L’elettroporazione è stata circa altrettanto efficace nell’abbattimento del MEFV come i reagenti di trasfezione. A differenza dei reagenti, l’elettroporazione non ha indotto alcuna risposta di interferone, ma la vitalità delle cellule era inferiore. I problemi di vitalità ed efficienza di trasfezione per l’elettroporazione sono generalmente presi come una valutazione di valore nominale della tecnica.
Il dottor Jensen ha concluso che “l’uso di reagenti di trasfezione è più adatto di elettroporazione per il nostro lavoro che indaga il ruolo dei geni macrofagi ospite nella risposta all’infezione,” ma che “la scelta di trasfettare o elettroporare piccoli RNA interferenti nelle cellule dipende dai singoli esperimenti.”
In almeno alcuni casi in cui i risultati di elettroporazione sono subottimali, gli investigatori hanno trascurato di ottimizzare le condizioni diverse dalla forza dell’impulso elettrico. Come recentemente notato da Hu e collaboratori,4 l’efficacia di elettroporazione è influenzata da fattori non elettrici come il tipo di cella o tessuto e la formulazione del DNA.
Elettroporazione è diventato un metodo indispensabile per entrambi in vitro e in vivo biologia dello sviluppo. Una buona parte di questo lavoro avviene in singole cellule, contribuendo a un modello di grande interesse per la terapeutica, la diagnostica, la somministrazione di farmaci e la biologia cellulare. La nanoporazione diretta di singole cellule è difficile a causa dell’incertezza inerente alla vitalità post-porazione.

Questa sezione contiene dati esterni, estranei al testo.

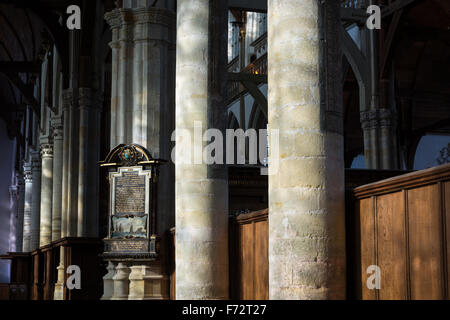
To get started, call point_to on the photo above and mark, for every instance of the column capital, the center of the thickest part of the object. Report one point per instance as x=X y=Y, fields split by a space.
x=35 y=160
x=127 y=16
x=57 y=127
x=155 y=16
x=13 y=191
x=378 y=118
x=47 y=150
x=27 y=173
x=68 y=99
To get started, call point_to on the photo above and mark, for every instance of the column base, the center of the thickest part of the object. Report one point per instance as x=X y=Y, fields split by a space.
x=148 y=283
x=108 y=282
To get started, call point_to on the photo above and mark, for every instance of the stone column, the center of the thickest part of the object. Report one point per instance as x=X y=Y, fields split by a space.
x=306 y=193
x=108 y=282
x=380 y=145
x=13 y=217
x=46 y=192
x=20 y=212
x=147 y=282
x=201 y=207
x=121 y=282
x=26 y=245
x=84 y=102
x=142 y=105
x=57 y=126
x=388 y=136
x=65 y=201
x=65 y=196
x=36 y=200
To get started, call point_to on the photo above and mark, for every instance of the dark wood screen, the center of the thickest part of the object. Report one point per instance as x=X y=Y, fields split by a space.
x=404 y=228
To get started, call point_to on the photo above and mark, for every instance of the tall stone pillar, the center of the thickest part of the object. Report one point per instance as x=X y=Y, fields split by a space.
x=13 y=198
x=306 y=193
x=27 y=173
x=20 y=212
x=65 y=189
x=201 y=190
x=57 y=176
x=36 y=200
x=65 y=201
x=121 y=282
x=45 y=234
x=84 y=103
x=142 y=107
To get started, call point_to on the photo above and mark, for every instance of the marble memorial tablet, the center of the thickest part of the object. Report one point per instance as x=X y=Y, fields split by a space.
x=130 y=202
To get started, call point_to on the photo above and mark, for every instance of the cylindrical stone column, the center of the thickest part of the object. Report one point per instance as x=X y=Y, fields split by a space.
x=306 y=191
x=20 y=212
x=67 y=102
x=45 y=234
x=36 y=200
x=201 y=190
x=121 y=282
x=57 y=177
x=108 y=282
x=13 y=198
x=26 y=245
x=84 y=102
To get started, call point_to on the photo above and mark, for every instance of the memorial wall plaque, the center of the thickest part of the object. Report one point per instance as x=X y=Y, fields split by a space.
x=132 y=182
x=130 y=202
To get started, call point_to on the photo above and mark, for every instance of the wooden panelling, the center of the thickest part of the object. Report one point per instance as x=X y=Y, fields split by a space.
x=391 y=246
x=425 y=243
x=368 y=256
x=261 y=261
x=250 y=264
x=4 y=291
x=404 y=225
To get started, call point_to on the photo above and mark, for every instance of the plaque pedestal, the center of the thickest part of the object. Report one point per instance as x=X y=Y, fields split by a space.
x=108 y=282
x=59 y=285
x=132 y=242
x=121 y=282
x=147 y=283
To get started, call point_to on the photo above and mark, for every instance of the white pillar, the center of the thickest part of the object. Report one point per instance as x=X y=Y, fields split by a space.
x=121 y=282
x=67 y=105
x=26 y=245
x=20 y=212
x=13 y=217
x=57 y=177
x=306 y=193
x=36 y=200
x=84 y=102
x=201 y=208
x=147 y=282
x=108 y=282
x=45 y=234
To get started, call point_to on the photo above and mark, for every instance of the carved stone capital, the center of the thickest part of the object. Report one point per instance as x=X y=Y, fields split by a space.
x=67 y=99
x=57 y=127
x=125 y=16
x=379 y=118
x=84 y=97
x=47 y=150
x=27 y=173
x=35 y=160
x=13 y=191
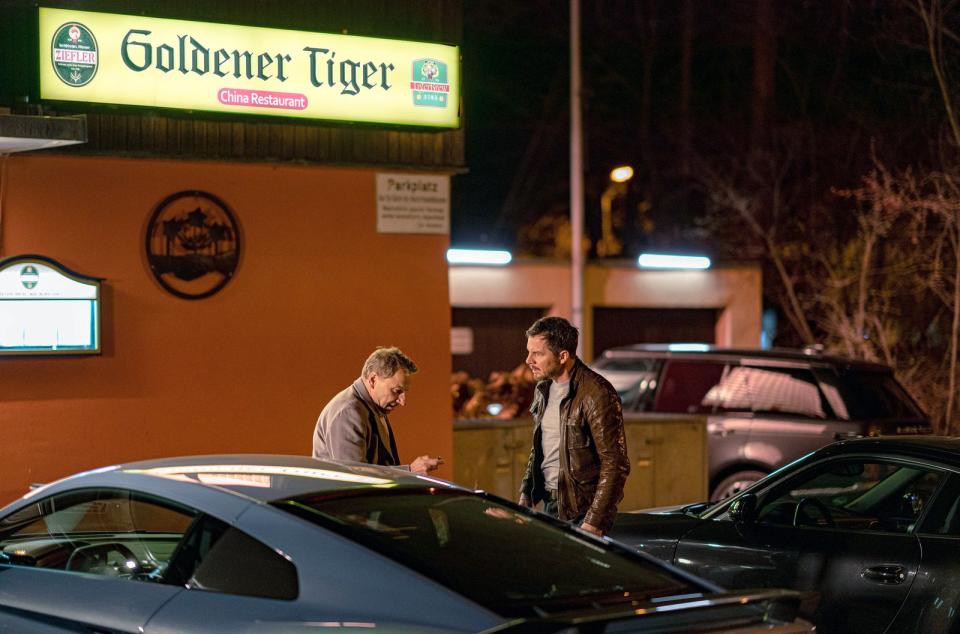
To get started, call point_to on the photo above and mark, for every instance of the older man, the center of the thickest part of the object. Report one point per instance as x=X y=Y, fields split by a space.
x=578 y=463
x=354 y=425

I ricercatori della Northwestern University hanno sviluppato una tecnica a singola cellula che fornisce alta vitalità ed efficienza.5 Il loro approccio utilizza un dispositivo cantilever microfabbricato, la nanofountain probe (NFP). Fornisce molecole alle cellule in modo più delicato rispetto alla microiniezione di massa o alla nanoporazione. I ricercatori hanno dimostrato l’elettroporazione mediata da NFP di singole cellule HeLa con un’efficienza di trasfezione migliore del 95%, una vitalità del 92% e un controllo qualitativo del dosaggio.
I NFP rappresentano un miglioramento rispetto alle vecchie tecnologie di trasfezione che utilizzano sonde per microscopio a forza atomica. Le tecniche basate sulla microscopia a forza atomica spesso causano la perdita di attaccamento o la rottura delle cellule. I PFN infliggono meno danni alle cellule.